Ada pepatah Cina mengatakan, bila terlalu hati-hati maka akan mati. Prinsipnya biar kalah tetapi jangan gagal. Orang Cina sangat menghormati leluhurnya, salah satu cara menghormati orangtua dan mengangkat martabat keluarga, menurut kepercayaan Tiongkok, adalah menjadi kaya. Menurut buku Rahasia Bisnis Orang Cina yang di tulis oleh Ann Wan Seng, orang Cina lebih maju dari bangsa lain dalam berbisnis. Mereka meyakini sekedar pintar berdagang tidak memberikan hasil yang maksimal. Seorang pembisnis harus agresif, berani, tahan banting, bersemangat dan pintar mencari peluang. Mereka harus cepat bergerak tanpa takut resiko.
Ann Wan Seng menambahkan secara historis para pedagang Cina ini umumnya lahir dari keluarga pedagang miskin dan tidak berpendidikan. Namun orang-orang Cina perantau itu memiliki pandangan dan falsafah yang kuat agar jangan menyerah pada nasib. Prinsip ini membantu memenangkan persaingan di komunitasnya. Inilah yang menjadi sebab mengapa orang Cina selalu lebih dulu bertindak dari pada bangsa Indonesia. Kebanyakan masyarakat Cina percaya bahwa nasib buruk dapat diubah. Persatuan dan ikatan antar mereka cukup kuat. Pengusaha Cina lebih suka mempekerjakan sanak saudaranya dari pada orang lain, hal ini diupayakan untuk membantu jumlah kaum miskin di antara mereka cepat berkurang.
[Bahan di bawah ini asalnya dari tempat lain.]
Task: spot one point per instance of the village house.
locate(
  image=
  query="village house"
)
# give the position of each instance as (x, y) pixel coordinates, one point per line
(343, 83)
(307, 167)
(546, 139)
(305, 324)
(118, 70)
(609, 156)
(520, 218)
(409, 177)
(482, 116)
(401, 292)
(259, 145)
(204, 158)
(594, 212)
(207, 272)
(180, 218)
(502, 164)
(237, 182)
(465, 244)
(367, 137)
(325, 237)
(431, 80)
Bagi orang Cina hidup adalah makan, maka untuk itu harus bekerja. Namun dalam hal ini mereka tidak hanya mencari makan saja, tetapi meningkatkan kualitas hidup untuk menaikan kelas sosialnya. Nilai-nilai yang bernada positif yang dimiliki oleh para leluhur bangsa Cina itu kemudian menjiwai mereka dalam berdagang dan berbisnis. Mereka membentuk kultur yang mendukung dan membuat kebiasaan wirausaha dalam keluarga. Kekuatan dagang Cina inilah yang melekat dalam karakteristik masyarakat yang diwarisi turun temurun. Dalam keluarga pedagang, anak-anak mereka sering bertemu dan melayani pembeli. Jika seorang anak ingin mendapatkan uang jajan dari orang tuannya, ia harus membantu sekecil apapaun kegiatan matapencaharian keluarga yang mereka lakukan. Keluarag Cina sukses menanamkan budaya kerja keras, hemat dan tidak takut gagal.
Kita harus banyak belajar dari kebudayaan dan peradaban Cina yang tinggi terutama dalam bidang perdagangan. Realitas historis membuka mata kita, bahwa Cina dengan kekurangannya, memiliki nilai positif yang harus dijadikan ibroh bagi kita semua.